Justice Jagdish Singh Kehar threw Shylock at the lawyer representing the State of Maharashtra on Monday as he tried to convince the Supreme Court against granting bail to wheelchair-bound Delhi University professor Gokarakonda Naga Saibaba. The academic had been arrested in May 2014 under the draconian Unlawful Activities (Prevention) Act after the Gadchiroli police claimed that he had links with Maoists and was “likely to indulge himself in the anti-national activities”. But the bench was sceptical. “Do you want to extract a pound of flesh?” the judge asked.
The bench held the counsel’s submission to be “extremely unfair”. Keeping in mind the medical condition of Saibaba, who now suffers from 90% disability after being struck with polio as a child, and the fact that all material witnesses in the trial had been examined, the government ought not to have even opposed the bail, the bench said.
As news about Saibaba’s bail trickled out, among the first to celebrate on Facebook was Jawaharlal Nehru University student Umar Khalid, who had himself been arrested on sedition charges on February 23 after allegedly anti-national slogans were chanted at an event on campus about Kashmiri autonomy that he had helped organise. Khalid’s jubilation wasn’t surprising. After all, his 12-year-old sister, Sarah Fatima, in a short speech on March 18 when her brother and his co-accused Anirban Bhattacharya were released on bail, had expressed the hope before hundreds of students that Saibaba – an inspirational figure for many progressives – would come out of prison soon.
Saibaba’s long record as a fighter on various rights issues makes him a person to be watched from both sides of today’s polarised ideological and political battle lines. The administration has already made it clear that they expect him to participate in more “anti-national” activities. Human rights activists, however, will count his departure from Nagpur Central Jail as an important addition to the struggles in universities across the country and in the forests of the mineral-rich belt of Central and Eastern India.
Saibaba is today a frail man in precarious health. His long incarceration in the confines of the high-security Anda barrack of the Nagpur prison has taken a considerable toll. This makes many worry whether he will be able to do as much as he has done before. I have no doubts on that score.
I had the opportunity to meet Saibaba during his six-month period of interim bail from June to December 2015. The Saibaba I met then was a pale shadow of the person I had met in April 2014, just before his arrest. Fourteen months of harsh prison life and denial of basic medical care had forced him to seek intensive treatment at the Indian Spinal Injuries Centre in Delhi. This was where I met him. He was in continuous pain. But just a few minutes into our interaction it became clear to me that Saibaba was nowhere near giving up.
He was then out on an interim bail for medical treatment. It was given first for three months and then extended for another three months. I told him that, considering his health, his interim bail would definitely be made permanent. He refused to comfort himself with such expectations. So when on December 23, 2015, the Nagpur Bench of the Bombay High Court unexpectedly ordered Saibaba to go back to jail within 48 hours, he was well prepared. He did not want any frantic appeals before Supreme Court vacation benches. He opted for the dignified path of returning to jail while applying for bail in the normal course. This meant an uncertain length of time again in the Anda barrack. He has been granted bail after three and half months but he had mentally prepared himself for more.

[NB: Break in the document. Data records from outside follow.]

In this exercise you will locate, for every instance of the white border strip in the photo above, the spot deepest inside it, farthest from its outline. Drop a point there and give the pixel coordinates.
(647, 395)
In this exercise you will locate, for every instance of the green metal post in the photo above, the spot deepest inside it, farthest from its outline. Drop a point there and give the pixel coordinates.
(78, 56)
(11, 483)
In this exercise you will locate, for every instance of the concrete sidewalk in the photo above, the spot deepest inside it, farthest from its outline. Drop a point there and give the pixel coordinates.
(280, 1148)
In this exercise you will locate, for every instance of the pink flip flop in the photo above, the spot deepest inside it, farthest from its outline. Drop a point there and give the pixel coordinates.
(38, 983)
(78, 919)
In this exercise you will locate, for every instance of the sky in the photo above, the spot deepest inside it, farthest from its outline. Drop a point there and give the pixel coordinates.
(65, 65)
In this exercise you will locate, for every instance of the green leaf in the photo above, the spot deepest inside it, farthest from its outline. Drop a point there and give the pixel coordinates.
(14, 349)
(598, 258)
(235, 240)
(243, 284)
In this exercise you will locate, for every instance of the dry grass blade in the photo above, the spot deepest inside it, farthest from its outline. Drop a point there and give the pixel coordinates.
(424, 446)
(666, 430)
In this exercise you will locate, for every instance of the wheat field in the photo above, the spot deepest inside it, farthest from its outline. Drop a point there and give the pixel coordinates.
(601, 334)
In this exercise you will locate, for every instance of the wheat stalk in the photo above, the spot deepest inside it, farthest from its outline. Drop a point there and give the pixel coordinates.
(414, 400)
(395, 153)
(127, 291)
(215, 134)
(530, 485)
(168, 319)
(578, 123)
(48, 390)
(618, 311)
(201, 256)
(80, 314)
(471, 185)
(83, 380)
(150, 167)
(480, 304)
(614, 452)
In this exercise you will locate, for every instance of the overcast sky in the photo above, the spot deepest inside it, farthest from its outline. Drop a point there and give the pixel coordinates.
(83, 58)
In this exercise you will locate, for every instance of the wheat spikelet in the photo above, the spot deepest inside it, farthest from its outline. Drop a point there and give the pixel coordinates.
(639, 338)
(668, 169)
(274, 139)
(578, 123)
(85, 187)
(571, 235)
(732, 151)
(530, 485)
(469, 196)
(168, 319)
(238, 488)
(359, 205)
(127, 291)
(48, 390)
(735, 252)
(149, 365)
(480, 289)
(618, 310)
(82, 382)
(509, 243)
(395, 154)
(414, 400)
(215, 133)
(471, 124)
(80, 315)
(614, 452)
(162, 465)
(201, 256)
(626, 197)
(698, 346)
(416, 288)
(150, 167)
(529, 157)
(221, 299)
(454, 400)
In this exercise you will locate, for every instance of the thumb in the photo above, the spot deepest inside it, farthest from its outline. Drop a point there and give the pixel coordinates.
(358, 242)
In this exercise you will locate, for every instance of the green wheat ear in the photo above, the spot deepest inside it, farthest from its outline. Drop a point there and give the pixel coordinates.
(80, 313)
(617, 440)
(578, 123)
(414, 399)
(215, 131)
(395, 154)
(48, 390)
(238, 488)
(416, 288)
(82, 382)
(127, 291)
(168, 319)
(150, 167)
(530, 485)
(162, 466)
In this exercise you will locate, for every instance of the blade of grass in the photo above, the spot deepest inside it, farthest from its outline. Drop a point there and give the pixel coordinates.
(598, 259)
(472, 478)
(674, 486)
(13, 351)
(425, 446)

During the hearings on bail before the Supreme Court, the bench had offered Saibaba the option of taking an exemption from appearing physically at each hearing, which could have saved him the excruciating pain of the 340 km journey to and fro in a police vehicle for each court session. Saibaba, however, would have none of it. His trial lawyer, SP Gadling said that he insisted on being present on every court date. The trial was his fight and he was not one to run away from it.
As soon as Saibaba reaches home in Delhi, he will most likely have another stint in hospital to continue his treatment, which had been cruelly cut short by his December return to jail. But I do not expect that even hospital will stop him from entering the fray of the many issues demanding to be addressed.
One crucial issue is the crushing of democratic space in Chhattisgarh’s Bastar district. It is widely believed that Saibaba was targeted and implicated on the farcical charges of the present case because of his extensive campaigning against the Salwa Judum militia and the human rights violations that accompanied the Operation Green Hunt operation against Maoists that was launched under the previous United Progressive Alliance government.
The last few months since October 2015 have had reports of a sharp rise in human rights violations by security forces against Bastar tribals. Journalists have reported about gang rapes and sexual assaults, fake encounters, false and forced surrenders. New vigilante groups with state backing have been launched, which have been in the forefront of evicting journalists and lawyers who have been providing much needed legal aid. Journalists who have insisted on doing their job of reporting have been even put in jail.
All this requires determined campaigns to call for the truth about these blatant rights violations. Saibaba, even a Saibaba who is physically much weaker, can be expected to be a strong voice in such campaigns. He has done it before and he can be expected to do it again. His will be a voice that will deepen and further embolden the cry for azadi. This will have its consequences – more attention from the state, more hardship, more pain. But Saibaba has never backed off from the good fight.